Da Pilchers gefühlvolle Sittengemälde über blaublütiges Lieben und Leiden, Herzschmerz und Leidenschaft meist in Cornwall spielen – mittlerweile wurden über 100 Pilcher-Filme gedreht –, fühlt man sich unweigerlich in ihre Schnulzen versetzt, sobald man entlang der wildromantischen Küsten wandert, pittoreske Fischerdörfer durchstreift, nach Antiquitäten stöbert oder ehrfurchtsvoll vor Herrenhäusern und Schlössern steht. Immerhin kommen mittlerweile pro Jahr gegen fünf Millionen Touristen, und zehn Prozent der Bevölkerung finden im Fremdenverkehr ihr Auskommen. In jedem dritten Haushalt lebt ein Familienmitglied, das in der Gastronomie oder Hotellerie arbeitet. Der Tourismus ist hochwillkommen, denn die vormals blühende Minenindustrie ist verschwunden und die Fischereiindustrie am Boden. Einzelne ausrangierte Hochkamine der im Norden gelegenen Zinnminen ragen wie Denkmäler in den Himmel.

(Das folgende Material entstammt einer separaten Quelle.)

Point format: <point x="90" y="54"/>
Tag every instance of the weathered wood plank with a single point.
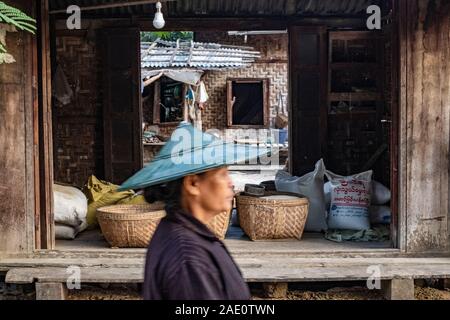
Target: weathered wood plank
<point x="427" y="125"/>
<point x="16" y="144"/>
<point x="398" y="289"/>
<point x="45" y="133"/>
<point x="275" y="290"/>
<point x="254" y="269"/>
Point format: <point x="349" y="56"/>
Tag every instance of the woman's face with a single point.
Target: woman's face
<point x="216" y="190"/>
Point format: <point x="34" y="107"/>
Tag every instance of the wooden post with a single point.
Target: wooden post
<point x="425" y="112"/>
<point x="50" y="291"/>
<point x="398" y="289"/>
<point x="275" y="290"/>
<point x="17" y="91"/>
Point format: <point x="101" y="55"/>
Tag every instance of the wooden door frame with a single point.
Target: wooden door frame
<point x="43" y="139"/>
<point x="398" y="155"/>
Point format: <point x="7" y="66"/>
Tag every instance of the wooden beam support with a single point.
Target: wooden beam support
<point x="112" y="5"/>
<point x="398" y="289"/>
<point x="51" y="291"/>
<point x="277" y="290"/>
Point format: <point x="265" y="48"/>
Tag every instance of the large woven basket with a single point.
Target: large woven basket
<point x="265" y="219"/>
<point x="219" y="224"/>
<point x="130" y="226"/>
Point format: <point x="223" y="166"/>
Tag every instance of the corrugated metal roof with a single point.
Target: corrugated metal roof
<point x="189" y="54"/>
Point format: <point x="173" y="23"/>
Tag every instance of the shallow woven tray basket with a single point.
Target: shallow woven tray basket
<point x="265" y="219"/>
<point x="130" y="226"/>
<point x="219" y="224"/>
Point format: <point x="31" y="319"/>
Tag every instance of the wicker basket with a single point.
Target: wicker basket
<point x="130" y="226"/>
<point x="265" y="219"/>
<point x="219" y="224"/>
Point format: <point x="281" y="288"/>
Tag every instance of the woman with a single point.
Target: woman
<point x="185" y="260"/>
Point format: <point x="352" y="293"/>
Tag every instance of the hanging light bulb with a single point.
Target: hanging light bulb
<point x="158" y="22"/>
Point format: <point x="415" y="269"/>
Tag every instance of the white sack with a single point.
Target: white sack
<point x="311" y="186"/>
<point x="350" y="201"/>
<point x="380" y="194"/>
<point x="70" y="206"/>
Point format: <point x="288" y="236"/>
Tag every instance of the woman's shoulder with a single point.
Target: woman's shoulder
<point x="179" y="242"/>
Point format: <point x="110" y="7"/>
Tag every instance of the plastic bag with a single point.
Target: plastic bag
<point x="311" y="186"/>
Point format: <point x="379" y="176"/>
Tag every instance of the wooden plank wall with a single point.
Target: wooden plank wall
<point x="425" y="105"/>
<point x="17" y="92"/>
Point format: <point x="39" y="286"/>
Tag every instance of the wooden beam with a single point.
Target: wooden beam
<point x="112" y="5"/>
<point x="426" y="143"/>
<point x="45" y="132"/>
<point x="398" y="289"/>
<point x="277" y="290"/>
<point x="246" y="23"/>
<point x="51" y="291"/>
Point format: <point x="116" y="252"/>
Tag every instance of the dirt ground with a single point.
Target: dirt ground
<point x="337" y="293"/>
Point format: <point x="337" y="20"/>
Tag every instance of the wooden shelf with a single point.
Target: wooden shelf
<point x="353" y="65"/>
<point x="354" y="113"/>
<point x="154" y="144"/>
<point x="355" y="96"/>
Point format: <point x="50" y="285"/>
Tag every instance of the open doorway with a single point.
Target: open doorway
<point x="82" y="139"/>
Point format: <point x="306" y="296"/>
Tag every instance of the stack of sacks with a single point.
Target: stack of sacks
<point x="344" y="203"/>
<point x="379" y="212"/>
<point x="102" y="193"/>
<point x="349" y="201"/>
<point x="70" y="209"/>
<point x="311" y="186"/>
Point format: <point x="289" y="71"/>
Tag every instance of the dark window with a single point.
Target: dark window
<point x="168" y="104"/>
<point x="247" y="102"/>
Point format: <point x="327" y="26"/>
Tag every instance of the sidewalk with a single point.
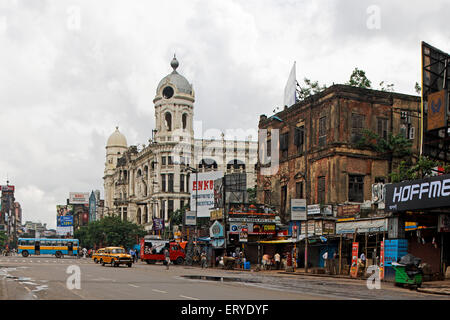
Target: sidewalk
<point x="433" y="287"/>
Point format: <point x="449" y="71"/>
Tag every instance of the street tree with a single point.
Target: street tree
<point x="309" y="88"/>
<point x="359" y="79"/>
<point x="110" y="231"/>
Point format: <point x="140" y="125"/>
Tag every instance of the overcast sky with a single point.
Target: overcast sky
<point x="70" y="71"/>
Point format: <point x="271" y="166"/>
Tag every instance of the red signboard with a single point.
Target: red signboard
<point x="382" y="260"/>
<point x="354" y="267"/>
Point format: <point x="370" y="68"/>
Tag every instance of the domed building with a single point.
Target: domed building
<point x="153" y="182"/>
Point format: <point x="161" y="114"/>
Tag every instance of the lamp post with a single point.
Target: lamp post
<point x="306" y="183"/>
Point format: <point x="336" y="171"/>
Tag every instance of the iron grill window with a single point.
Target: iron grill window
<point x="299" y="139"/>
<point x="355" y="188"/>
<point x="357" y="127"/>
<point x="382" y="129"/>
<point x="321" y="190"/>
<point x="163" y="182"/>
<point x="170" y="182"/>
<point x="322" y="131"/>
<point x="299" y="190"/>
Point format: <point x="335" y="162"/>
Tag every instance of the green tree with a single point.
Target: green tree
<point x="386" y="87"/>
<point x="110" y="231"/>
<point x="359" y="79"/>
<point x="252" y="195"/>
<point x="412" y="171"/>
<point x="3" y="239"/>
<point x="309" y="88"/>
<point x="418" y="88"/>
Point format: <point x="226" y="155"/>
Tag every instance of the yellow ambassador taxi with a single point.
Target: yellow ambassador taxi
<point x="116" y="256"/>
<point x="98" y="254"/>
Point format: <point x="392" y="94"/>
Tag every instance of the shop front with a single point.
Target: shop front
<point x="424" y="207"/>
<point x="367" y="234"/>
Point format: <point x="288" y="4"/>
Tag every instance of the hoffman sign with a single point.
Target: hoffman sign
<point x="431" y="192"/>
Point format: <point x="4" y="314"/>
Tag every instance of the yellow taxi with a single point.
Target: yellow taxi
<point x="97" y="254"/>
<point x="116" y="256"/>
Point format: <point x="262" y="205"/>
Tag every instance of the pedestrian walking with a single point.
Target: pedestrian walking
<point x="167" y="255"/>
<point x="325" y="259"/>
<point x="203" y="260"/>
<point x="277" y="260"/>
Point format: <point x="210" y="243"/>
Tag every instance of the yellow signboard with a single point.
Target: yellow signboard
<point x="216" y="214"/>
<point x="437" y="105"/>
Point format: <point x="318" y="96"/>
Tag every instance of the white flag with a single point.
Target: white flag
<point x="290" y="89"/>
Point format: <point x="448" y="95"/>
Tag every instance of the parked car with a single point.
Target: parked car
<point x="116" y="256"/>
<point x="97" y="254"/>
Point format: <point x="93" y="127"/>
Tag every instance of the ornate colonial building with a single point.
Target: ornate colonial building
<point x="153" y="182"/>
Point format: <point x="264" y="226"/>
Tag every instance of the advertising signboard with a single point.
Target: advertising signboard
<point x="354" y="267"/>
<point x="216" y="214"/>
<point x="243" y="235"/>
<point x="433" y="192"/>
<point x="298" y="209"/>
<point x="158" y="224"/>
<point x="190" y="218"/>
<point x="437" y="102"/>
<point x="328" y="227"/>
<point x="217" y="230"/>
<point x="382" y="260"/>
<point x="313" y="209"/>
<point x="444" y="223"/>
<point x="7" y="188"/>
<point x="318" y="227"/>
<point x="362" y="226"/>
<point x="348" y="210"/>
<point x="79" y="197"/>
<point x="64" y="216"/>
<point x="203" y="189"/>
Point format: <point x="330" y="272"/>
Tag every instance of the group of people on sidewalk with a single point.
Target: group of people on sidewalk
<point x="276" y="262"/>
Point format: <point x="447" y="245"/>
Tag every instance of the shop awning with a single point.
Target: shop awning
<point x="276" y="241"/>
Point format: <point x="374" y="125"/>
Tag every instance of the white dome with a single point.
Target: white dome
<point x="177" y="80"/>
<point x="117" y="139"/>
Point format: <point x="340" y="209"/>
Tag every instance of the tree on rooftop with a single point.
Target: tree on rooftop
<point x="359" y="79"/>
<point x="309" y="88"/>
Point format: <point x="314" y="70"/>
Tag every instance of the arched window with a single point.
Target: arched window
<point x="138" y="216"/>
<point x="184" y="121"/>
<point x="145" y="214"/>
<point x="168" y="118"/>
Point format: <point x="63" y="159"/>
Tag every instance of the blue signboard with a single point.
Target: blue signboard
<point x="65" y="221"/>
<point x="393" y="250"/>
<point x="92" y="207"/>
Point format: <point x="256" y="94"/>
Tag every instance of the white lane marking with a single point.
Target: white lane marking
<point x="160" y="291"/>
<point x="189" y="297"/>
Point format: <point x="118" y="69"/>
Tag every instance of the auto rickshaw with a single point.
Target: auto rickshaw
<point x="407" y="272"/>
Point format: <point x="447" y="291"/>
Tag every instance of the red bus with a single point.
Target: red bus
<point x="152" y="250"/>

Lauwarmes Bier und junger Wein
Cornwall als eine der einst reichsten Regionen des Vereinigten Königreichs erfindet sich deshalb neu. Die reichlich fliessenden Fördermillionen werden gezielt eingesetzt für erneuerbare Energien, Yachtbau, Teeplantagen, nachhaltige Landwirtschaft. Es ist gerade das Fehlen jeglicher Industrie,das den besonderen touristischen Reiz dieses County ausmacht. Keine hässlichen Industriezonen und Spekulationsbauten verschandeln die Landschaft. Stattdessen locken Postkartenidylle und unberührte Natur seltener Güte. Je öfter man unterwegs ist – zu Fuss oder als Biker –, umso intensiver packt einen der Reiz dieser Grafschaft. Das angenehm milde Klima lässt sich erklären durch den Golfstrom, der in verschwenderischen Gartenanlagen und Parks auch exotische Pflanzen zum Blühen bringt. Die salzgesättigte Meeresbrise sorgt für willkommene Abkühlung und regt den Appetit an. Besucht man ein Pub oder Gasthaus, ist man oft erstaunt über das meist deftige, aber schmackhafte Angebot, das alte Klischees über lausiges Essen in England Lügen straft. Das lauwarme Bier passt überraschend gut, und man staunt über die munter wachsende Palette an englischen Weinen, die ihr Entstehen einzig und allein der Klimaerwärmung verdanken.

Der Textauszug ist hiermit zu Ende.